Amendment 130 which argued for a European electoral roll
"This amendment is superficially attractive, because it is designed to prevent people from voting more than once (in their own country and in their country of residence).
However, there is a danger that this will lead to yet another competence being transferred from member states to the EU”.
The definition of Degressive Proportionality
"I must admit that I do not have a snappy definition of this. I have a nightmare that I will be door-stepped by an aggressive constituent demanding to know what it means. My immediate solution is to send them to Mr. Duff. However, if I had a snappy definition of my own, I would be able to pretend that I know more than I really do!”
"I must say that this was my favourite amendment. As a grammatical pedant, I was delighted to find an amendment, the sole purpose of which was to remove a ‘split infinitive’, which might not translate well into other languages. When I looked at the proposers of the amendment, I suspected that Mr. Schöpflin was responsible (He acknowledged that he was!)".
15th March 2011: This was a speech made by Andrew Brons during a debate in his Constitutional affairs Committee (AFCO) this morning on proposed changes to the method of election of MEPs. "I believe that the creation of a transnational, Europe-wide constituency, represented by twenty-five MEPs will be largely ignored by voters and turnout for this part of the election will fall to unprecedented levels. We have been told that transnational lists must be gender-balanced. I am cautious about voting systems that seek to influence and even prescribe in advance the result of elections and, in particular, profiles of the successful candidates. Achieving greater gender balance might, other things remaining equal, be a desirable thing. However, 35% of women in a Parliament (the current proportion of women MEPs) is a figure that would compare favourably with the vast majority of Parliaments in the world. Prescribing whom parties should select as candidates is coming close to prescribing how voters should be allowed to exercise their choices. Prescribing to parties that gender balance is more important than all of the other criteria on which candidates are chosen is one interference too many. It is an assault on the right that parties have to decide who should represent them in elections. Andrew Duff, the Liberal Democrat MEP, proposed that voters should be able to choose between a closed and an open list for their chosen parties.
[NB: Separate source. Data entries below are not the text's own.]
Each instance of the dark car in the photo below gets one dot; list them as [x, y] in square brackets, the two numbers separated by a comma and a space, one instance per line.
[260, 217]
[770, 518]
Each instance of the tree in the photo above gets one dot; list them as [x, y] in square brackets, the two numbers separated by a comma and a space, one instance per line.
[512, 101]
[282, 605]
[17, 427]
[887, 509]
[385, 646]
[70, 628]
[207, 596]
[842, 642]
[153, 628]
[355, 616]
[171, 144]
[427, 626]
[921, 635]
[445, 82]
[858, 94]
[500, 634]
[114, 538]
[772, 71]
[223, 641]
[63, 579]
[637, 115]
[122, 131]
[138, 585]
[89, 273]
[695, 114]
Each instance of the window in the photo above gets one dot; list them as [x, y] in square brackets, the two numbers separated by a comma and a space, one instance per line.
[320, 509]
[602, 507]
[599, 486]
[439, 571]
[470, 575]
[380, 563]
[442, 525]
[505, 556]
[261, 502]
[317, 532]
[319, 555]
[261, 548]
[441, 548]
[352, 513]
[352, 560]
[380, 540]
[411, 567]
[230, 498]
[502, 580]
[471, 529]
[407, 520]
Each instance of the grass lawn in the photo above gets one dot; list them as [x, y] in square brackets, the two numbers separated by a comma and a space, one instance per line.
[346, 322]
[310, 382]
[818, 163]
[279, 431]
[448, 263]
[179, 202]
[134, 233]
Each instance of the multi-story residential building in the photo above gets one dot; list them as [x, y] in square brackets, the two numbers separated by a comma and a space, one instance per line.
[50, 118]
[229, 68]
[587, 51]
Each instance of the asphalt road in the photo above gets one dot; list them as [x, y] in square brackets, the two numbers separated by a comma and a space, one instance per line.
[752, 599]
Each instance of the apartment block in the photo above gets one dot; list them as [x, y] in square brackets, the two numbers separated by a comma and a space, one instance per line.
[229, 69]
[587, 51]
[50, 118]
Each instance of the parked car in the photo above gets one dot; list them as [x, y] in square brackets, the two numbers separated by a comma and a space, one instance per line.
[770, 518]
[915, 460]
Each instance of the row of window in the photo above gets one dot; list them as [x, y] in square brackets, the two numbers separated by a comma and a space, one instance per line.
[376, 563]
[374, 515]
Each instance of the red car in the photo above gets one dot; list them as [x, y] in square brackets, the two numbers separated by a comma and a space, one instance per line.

That would have the merit of allowing voters to divide themselves into a discerning, sophisticated category on the one hand and a less sophisticated, lazy, unenquiring category on the other. It also has the merit of providing voters with the opportunity to promote themselves from the unsophisticated category to the sophisticated category in two successive elections. However, we must not think that encouraging voters to exercise individual choice of candidates will lead to greater gender or ethnic balance. That would be to assume that the electorates are as keen on gender balance and balance of other characteristics as the European Union is."